Kahane v. Marriott Hotel Corp.

672 N.Y.S.2d 55 | N.Y. App. Div. | 1998

—Order, Supreme Court, New York County (Elliott Wilk, J.), entered January 13, 1997, which granted defendant’s motion for summary judgment dismissing the complaint, unanimously reversed, on the law, without costs, the motion denied and the complaint reinstated. Appeal from order, same court and Justice, entered April 30, 1997, which denied plaintiffs’ motion for reargument and renewal, unanimously dismissed, without costs, as academic.

The evidence before the motion court demonstrated that, on the evening of November 5, 1990, while speaking in a banquet room located in defendant Marriott East Hotel at an affair ar*165ranged by an organization known as The Jewish Idea, plaintiff Libby Kahane’s decedent, Rabbi Heir Kahane, was shot and killed by El Sayyid Nosair. Nosair, as he fled the banquet room, also shot plaintiff Irving Franklin in the leg when Franklin attempted to detain him. In ensuing State and Federal prosecutions, Nosair was convicted of various offenses, among them assault and conspiracy to commit murder.

“Although an innkeeper, as a landowner, is not an insurer against the risk of intrusion or theft upon its premises for the safety of its guests * * * it nevertheless has a duty to exercise reasonable care to protect guests or tenants, while on the premises, against injury at the hands of third persons who are not employees of the hotel * * * and is required to take reasonable protective measures, including providing adequate security, to protect guests or tenants against third-party criminal acts * * * particularly where the occurrence of criminal activity on the premises was reasonably foreseeable” (Penchas v Hilton Hotels Corp., 198 AD2d 10, 10-11; see also, Kukla v Syfus Leasing Corp., 928 F Supp 1328, 1334; Jacqueline S. v City of New York, 81 NY2d 288, 293-294; Nallan v Helmsley-Spear, Inc., 50 NY2d 507, 519).

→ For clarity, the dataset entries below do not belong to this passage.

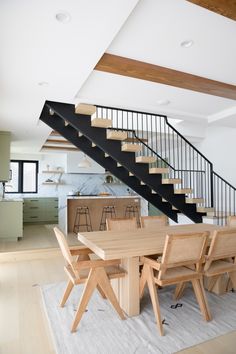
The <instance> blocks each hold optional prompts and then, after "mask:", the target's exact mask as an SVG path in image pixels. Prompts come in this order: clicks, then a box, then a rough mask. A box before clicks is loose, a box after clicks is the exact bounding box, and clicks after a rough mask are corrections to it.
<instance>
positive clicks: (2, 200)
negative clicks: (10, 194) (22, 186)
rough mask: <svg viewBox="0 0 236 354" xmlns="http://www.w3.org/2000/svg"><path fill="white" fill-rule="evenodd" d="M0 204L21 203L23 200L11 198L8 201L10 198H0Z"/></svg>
mask: <svg viewBox="0 0 236 354" xmlns="http://www.w3.org/2000/svg"><path fill="white" fill-rule="evenodd" d="M0 202H7V203H9V202H23V199H21V198H15V199H14V198H12V199H10V198H0Z"/></svg>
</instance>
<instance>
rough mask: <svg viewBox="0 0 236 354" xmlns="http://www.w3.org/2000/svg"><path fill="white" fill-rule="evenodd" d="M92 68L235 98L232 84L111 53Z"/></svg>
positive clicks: (235, 94)
mask: <svg viewBox="0 0 236 354" xmlns="http://www.w3.org/2000/svg"><path fill="white" fill-rule="evenodd" d="M94 69H95V70H98V71H103V72H108V73H112V74H117V75H123V76H128V77H133V78H136V79H141V80H146V81H152V82H157V83H159V84H164V85H170V86H174V87H179V88H183V89H187V90H192V91H197V92H201V93H206V94H208V95H213V96H219V97H224V98H230V99H232V100H236V86H234V85H230V84H226V83H223V82H219V81H214V80H210V79H207V78H204V77H201V76H196V75H192V74H188V73H185V72H182V71H177V70H173V69H169V68H165V67H162V66H158V65H153V64H149V63H144V62H142V61H138V60H134V59H129V58H125V57H120V56H117V55H113V54H108V53H105V54H104V55H103V56H102V58H101V59H100V60H99V62H98V63H97V65H96V66H95V68H94Z"/></svg>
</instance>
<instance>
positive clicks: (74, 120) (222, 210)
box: [40, 101, 236, 225]
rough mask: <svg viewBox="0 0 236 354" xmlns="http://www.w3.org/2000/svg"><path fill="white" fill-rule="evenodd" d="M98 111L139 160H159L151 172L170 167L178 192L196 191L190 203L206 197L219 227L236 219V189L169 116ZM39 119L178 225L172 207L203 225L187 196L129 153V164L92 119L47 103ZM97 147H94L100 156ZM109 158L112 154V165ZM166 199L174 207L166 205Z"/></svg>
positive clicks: (102, 110) (170, 204)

Here, questions of fact exist as to whether defendant should have reasonably foreseen a risk of harm to plaintiff’s decedent and should therefore have taken measures to provide more than a minimal level of security.* Clearly, whether a risk is foreseeable under a specific set of circumstances is generally a question best left to a trier of fact (Rotz v City of New York, 143 AD2d 301). Thus, in this matter, even without regard to decedent’s widespread notoriety and the controversial nature of his positions on highly charged issues, a jury could obviously infer that harm was foreseeable from the fact that defendant received a telephone call on the afternoon of the scheduled affair from a caller who informed defendant’s employee that he was aware that decedent would be speaking that night and asked, inter alia, whether metal detectors would be in place, noting that they had been used at prior appearances by decedent. When asked, the caller declined to identify himself. Defendant’s employee immediately left an “urgent” message for a representative of The Jewish Idea to inform her of the receipt and content of this call. After they spoke, defendant’s employee also informed hotel security and the head of the catering department of the call.

*166In inexplicably concluding as a matter of law that the nature of this very odd telephone call was “non-threatening,” the motion court improperly usurped the role of the trier of fact. Since we find that summary judgment was not warranted in these circumstances, the complaint should be reinstated. Concur— Ellerin, J. P., Nardelli, Williams and Mazzarelli, JJ.

A contract between defendant and The Jewish Idea would have required The Jewish Idea to provide certain security measures at its own expense had defendant determined them to be necessary.